FIG. 11 shows the flow sleeve 108 in its fully extended position in which a series of sensor catching fingers 115 extend into the flow sleeve. The fingers 115 will allow sensors 112 that flow up with the well fluids after dissolution of the waxy torpedo to enter into the flow sleeve 108, but prevent the sensors 112 to fall back into the well.

The flow sleeve 108 is provided with a series of orifices 116 which are smaller than the sensors 112.

When the flow sleeve 108 is fully lowered into the tree bore it straddles the outlet to the flowline and well flow is directed through the orifices 116 in the flow sleeve 108 as illustrated by arrows 117. When the sensors 112 return to the surface, carried by the well flow they are caught in the flow sleeve 108 and retained by the catching fingers 115. A detector in the sleeve 108 indicates when the sensors 112 are located in the catcher and can be recovered. To recover the sleeve 108, the valve 106 allowing pressure communication between the upper and

lower pressure chambers

103 and 104 is closed. Pressure is bled off from the top pressure chamber 103. The rod 107 attached to the sleeve 108 is pushed into the upper chamber 103 due to the differential pressure between the lower and upper chambers, this in turn retracts the sleeve 108 containing the recovered sensors 112 from the X-mas tree bore as is illustrated in FIG. 12.

Claims

What is claimed is:

1. A method for measuring data in a fluid transportation conduit, the method comprising the steps of:

providing one or more sensing devices, the sensing devices each comprising sensors for measuring physical data, a data processor for processing the measured data, and a protective shell containing the sensors and data processor, which shell has a smaller average outer width than the average internal width of the conduit so that fluid in the conduit is permitted to flow around the sensing device;

inserting into the conduit the one or more sensing devices;

2. The method of claim 1, wherein each released sensing device is allowed to move freely through the conduit under the influence of hydrodynamic forces induced by a means selected from the group consisting of the fluid flowing through the conduit, buoyancy, gravity and magnetic forces.

3. The method of claim 1, wherein each sensing device has a substantially globular protective shell and is released in a tubular conduit which has an average internal diameter which is at least 20% larger than the average external diameter of the spherical protective shell and the sensors and data processor form part of a micro electromechanical system with a component selected from the group consisting of integrated sensory, navigation, power and data storage and data transmission components.

4. The method of claim 3, wherein the tubular conduit forms part of an underground hydrocarbon fluid production wellbore and sensing devices having a spherical protective shell with an outer diameter which is less than 15 cm are released sequentially in the conduit and are each induced to move along at least part of the length of the wellbore.

5. The method of claim 4, wherein a plurality of sensing devices are stored at a downhole location near a toe of the well and released sequentially in the conduit, and each released sensing device is allowed to flow with the produced hydrocarbon fluids towards the wellhead.

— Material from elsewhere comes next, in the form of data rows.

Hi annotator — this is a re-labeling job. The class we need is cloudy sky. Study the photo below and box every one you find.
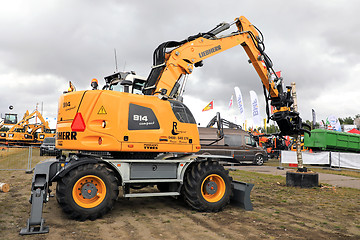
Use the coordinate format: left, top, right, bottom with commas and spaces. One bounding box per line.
0, 0, 360, 129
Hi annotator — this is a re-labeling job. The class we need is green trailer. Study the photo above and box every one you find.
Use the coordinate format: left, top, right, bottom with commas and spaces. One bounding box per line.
304, 129, 360, 152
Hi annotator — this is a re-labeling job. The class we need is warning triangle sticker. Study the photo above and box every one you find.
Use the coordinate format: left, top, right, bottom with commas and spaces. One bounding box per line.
98, 106, 107, 114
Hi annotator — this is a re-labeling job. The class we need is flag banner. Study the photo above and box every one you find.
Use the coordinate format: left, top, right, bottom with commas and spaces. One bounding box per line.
250, 90, 261, 127
326, 115, 341, 132
311, 109, 316, 129
275, 71, 281, 78
203, 100, 214, 112
234, 87, 245, 123
229, 95, 234, 109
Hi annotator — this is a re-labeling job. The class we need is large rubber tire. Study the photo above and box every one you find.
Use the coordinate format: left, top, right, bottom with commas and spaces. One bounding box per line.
254, 154, 264, 166
184, 161, 232, 212
56, 164, 119, 221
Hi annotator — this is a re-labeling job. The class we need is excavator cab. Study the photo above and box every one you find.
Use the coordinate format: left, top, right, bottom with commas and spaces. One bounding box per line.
104, 71, 146, 94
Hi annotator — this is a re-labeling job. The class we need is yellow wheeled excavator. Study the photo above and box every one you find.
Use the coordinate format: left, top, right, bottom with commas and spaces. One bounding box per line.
20, 17, 306, 234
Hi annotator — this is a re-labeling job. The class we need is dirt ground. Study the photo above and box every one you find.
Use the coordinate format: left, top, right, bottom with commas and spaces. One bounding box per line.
0, 158, 360, 240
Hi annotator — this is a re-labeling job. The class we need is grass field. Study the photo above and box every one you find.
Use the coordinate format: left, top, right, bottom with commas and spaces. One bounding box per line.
0, 149, 360, 240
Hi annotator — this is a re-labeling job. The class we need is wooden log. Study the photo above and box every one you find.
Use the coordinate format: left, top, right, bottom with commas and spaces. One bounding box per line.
0, 183, 10, 192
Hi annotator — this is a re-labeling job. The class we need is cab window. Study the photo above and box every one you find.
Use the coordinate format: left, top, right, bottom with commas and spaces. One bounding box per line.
245, 136, 257, 147
224, 135, 241, 147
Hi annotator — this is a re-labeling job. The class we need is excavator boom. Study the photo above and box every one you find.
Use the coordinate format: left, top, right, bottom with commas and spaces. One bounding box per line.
143, 16, 308, 135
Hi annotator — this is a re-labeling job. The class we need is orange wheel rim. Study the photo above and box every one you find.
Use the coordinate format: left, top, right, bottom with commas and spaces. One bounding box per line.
72, 175, 106, 208
201, 174, 226, 202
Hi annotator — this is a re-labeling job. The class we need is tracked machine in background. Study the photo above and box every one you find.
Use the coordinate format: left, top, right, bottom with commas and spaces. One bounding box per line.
5, 110, 56, 145
21, 17, 306, 234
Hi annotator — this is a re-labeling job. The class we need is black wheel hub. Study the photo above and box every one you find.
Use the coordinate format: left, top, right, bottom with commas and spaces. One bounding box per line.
81, 182, 97, 199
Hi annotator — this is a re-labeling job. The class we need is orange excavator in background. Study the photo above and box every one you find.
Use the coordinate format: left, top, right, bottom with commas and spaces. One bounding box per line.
6, 110, 56, 145
0, 110, 29, 143
20, 17, 307, 234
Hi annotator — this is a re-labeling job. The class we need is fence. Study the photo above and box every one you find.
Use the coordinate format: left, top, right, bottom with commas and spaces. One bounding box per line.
0, 146, 40, 171
281, 151, 360, 170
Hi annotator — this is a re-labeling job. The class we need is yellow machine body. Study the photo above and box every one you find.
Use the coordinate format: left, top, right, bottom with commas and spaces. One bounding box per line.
56, 90, 200, 153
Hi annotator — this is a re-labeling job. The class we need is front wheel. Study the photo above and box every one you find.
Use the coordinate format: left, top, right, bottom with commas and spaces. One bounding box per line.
184, 161, 231, 212
254, 155, 264, 166
56, 164, 119, 221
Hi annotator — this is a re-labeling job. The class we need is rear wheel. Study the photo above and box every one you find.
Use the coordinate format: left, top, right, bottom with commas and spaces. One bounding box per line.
56, 164, 119, 221
184, 161, 231, 212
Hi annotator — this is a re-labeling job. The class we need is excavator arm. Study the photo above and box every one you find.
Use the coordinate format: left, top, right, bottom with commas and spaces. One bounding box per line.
143, 16, 309, 135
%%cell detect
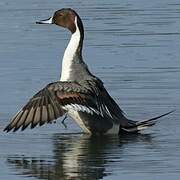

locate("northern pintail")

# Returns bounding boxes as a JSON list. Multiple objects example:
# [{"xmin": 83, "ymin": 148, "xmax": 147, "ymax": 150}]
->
[{"xmin": 4, "ymin": 8, "xmax": 172, "ymax": 134}]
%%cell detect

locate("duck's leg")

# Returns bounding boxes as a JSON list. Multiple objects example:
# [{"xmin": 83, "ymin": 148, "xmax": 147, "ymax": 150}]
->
[{"xmin": 61, "ymin": 114, "xmax": 67, "ymax": 129}]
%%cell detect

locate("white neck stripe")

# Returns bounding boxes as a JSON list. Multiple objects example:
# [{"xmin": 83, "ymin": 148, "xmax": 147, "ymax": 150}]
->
[{"xmin": 60, "ymin": 17, "xmax": 81, "ymax": 81}]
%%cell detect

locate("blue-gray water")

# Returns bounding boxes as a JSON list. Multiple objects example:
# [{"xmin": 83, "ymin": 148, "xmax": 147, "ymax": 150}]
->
[{"xmin": 0, "ymin": 0, "xmax": 180, "ymax": 180}]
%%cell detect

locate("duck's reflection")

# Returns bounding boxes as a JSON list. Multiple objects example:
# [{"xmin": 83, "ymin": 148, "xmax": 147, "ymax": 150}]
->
[{"xmin": 7, "ymin": 134, "xmax": 151, "ymax": 180}]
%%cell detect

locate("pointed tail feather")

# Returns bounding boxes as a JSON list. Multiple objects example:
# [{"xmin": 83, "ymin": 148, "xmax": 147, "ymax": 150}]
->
[{"xmin": 121, "ymin": 110, "xmax": 175, "ymax": 133}]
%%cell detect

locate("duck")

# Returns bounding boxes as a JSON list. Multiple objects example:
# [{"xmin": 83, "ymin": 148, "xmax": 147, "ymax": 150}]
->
[{"xmin": 4, "ymin": 8, "xmax": 173, "ymax": 135}]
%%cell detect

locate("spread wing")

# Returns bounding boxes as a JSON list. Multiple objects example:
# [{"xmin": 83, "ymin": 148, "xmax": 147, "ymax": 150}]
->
[
  {"xmin": 4, "ymin": 82, "xmax": 95, "ymax": 132},
  {"xmin": 4, "ymin": 79, "xmax": 127, "ymax": 132}
]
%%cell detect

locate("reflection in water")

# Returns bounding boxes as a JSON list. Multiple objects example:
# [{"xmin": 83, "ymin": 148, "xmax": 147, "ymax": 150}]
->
[{"xmin": 7, "ymin": 134, "xmax": 151, "ymax": 180}]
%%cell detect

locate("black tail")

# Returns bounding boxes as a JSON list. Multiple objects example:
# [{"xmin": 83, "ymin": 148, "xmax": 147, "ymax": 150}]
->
[{"xmin": 121, "ymin": 110, "xmax": 175, "ymax": 133}]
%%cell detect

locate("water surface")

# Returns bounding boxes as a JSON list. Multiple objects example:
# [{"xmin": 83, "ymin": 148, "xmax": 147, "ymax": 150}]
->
[{"xmin": 0, "ymin": 0, "xmax": 180, "ymax": 180}]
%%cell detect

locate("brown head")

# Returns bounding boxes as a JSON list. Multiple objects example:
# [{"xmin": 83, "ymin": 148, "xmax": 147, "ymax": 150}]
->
[{"xmin": 36, "ymin": 8, "xmax": 84, "ymax": 33}]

6. The method of claim 5, wherein the sensing devices are stored in a storage bin which is equipped with a telemetry-activated sensing device release mechanism and each sensing device comprises a spherical epoxy shell containing a sensor selected from the group consisting of thermistor-like temperature sensor, a piezo-silicon pressure sensor and a gyroscopic and multidirectional navigational accelerometer based position sensor, which sensors are powered off a chargeable battery or capacitor, and a data processor which is formed by an electronic random access memory chip.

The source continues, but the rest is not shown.